The HPC is based not just on quantitative performance, but also provides a descriptive and analytical assessment. It covers not only academic accomplishments but also the growth of intellectual abilities in a child. Developed by the PARAKH assessment framework, the standards-setting body under NCERT, it is aligned with the NCFSE. It endeavors a learner-centered assessment.
The Holistic Progress card is a 360 ° multi-dimensional card that encompasses the multifaceted and individualized learner by integrating cognitive, affective, socio-emotional, and psychomotor facets. It represents a paradigm shift from assessment towards evaluation as an ongoing formative and continuous process.
In other words, the HPC is not asking “what score did the student receive?” It is asking “how is this student growing as a learner, a team member, and an individual?”
CBSE launched its own version of the implementation manual for the HPC model, starting at the Foundational Stage, up to class 2. The board accepted the HPC but with slight modifications where children from ages 3-6 are placed under a basic, developing, or proficient level.
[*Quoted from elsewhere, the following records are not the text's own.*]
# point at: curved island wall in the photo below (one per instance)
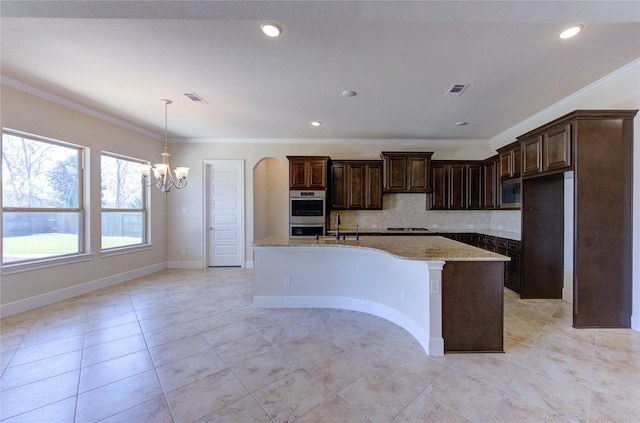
(397, 278)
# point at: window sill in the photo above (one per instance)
(125, 250)
(9, 269)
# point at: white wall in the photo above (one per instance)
(28, 113)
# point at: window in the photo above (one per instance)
(42, 204)
(124, 213)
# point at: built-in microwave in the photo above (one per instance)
(511, 194)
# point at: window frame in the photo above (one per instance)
(83, 225)
(145, 210)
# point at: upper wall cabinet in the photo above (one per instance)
(407, 171)
(356, 185)
(308, 172)
(491, 182)
(548, 151)
(455, 185)
(510, 161)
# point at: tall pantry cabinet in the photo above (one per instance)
(597, 146)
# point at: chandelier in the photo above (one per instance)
(164, 179)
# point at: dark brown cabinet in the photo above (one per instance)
(455, 185)
(510, 248)
(308, 172)
(407, 171)
(598, 146)
(547, 152)
(356, 185)
(556, 149)
(532, 156)
(510, 161)
(491, 183)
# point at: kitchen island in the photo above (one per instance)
(447, 294)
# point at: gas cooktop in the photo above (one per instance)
(408, 229)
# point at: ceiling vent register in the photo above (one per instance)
(195, 98)
(457, 89)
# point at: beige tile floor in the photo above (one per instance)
(186, 346)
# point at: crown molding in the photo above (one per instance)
(560, 107)
(75, 106)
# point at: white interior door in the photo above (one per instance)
(226, 239)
However, unlike the verbose NCERT HPC, the CBSE version uses simple flowers, trees, and smileys as neutral symbols that teachers can use to note down the children’s level.
From the academic year 2024-2025, all affiliated schools will mandatorily follow the HPC format as per the circular issued by the CBSE assessment system, along with guidelines, formats, and training for teachers.
The HPC assessment strategies consist of project work and inquiry-based learning, quizzes, role plays, group projects, a portfolio, as well as student self-assessment, peer assessment, and parent inputs, which is part of the HPC that can be termed as the HPC living document.
The HPC assesses various aspects of a child's progress; it takes into consideration more than just his subject- wise marks. It is an appraisal of the child's ability regarding his relationship with others, creativity, and application of emotions at the classroom level.
It documents and shares academic and co-curricular progress, describes students' engagement with co-curricular activities, identifies the development of social-emotional characteristics, and provides students with individual feedback. With competency-based assessment, the emphasis moves toward skills development and the creation of a team involving teacher, parent, and child.
While the role of academics continues to hold relevance, evaluated through a competency-based education, with a curriculum implemented using a multidisciplinary approach, and students are made to think across disciplines, rather than in compartments.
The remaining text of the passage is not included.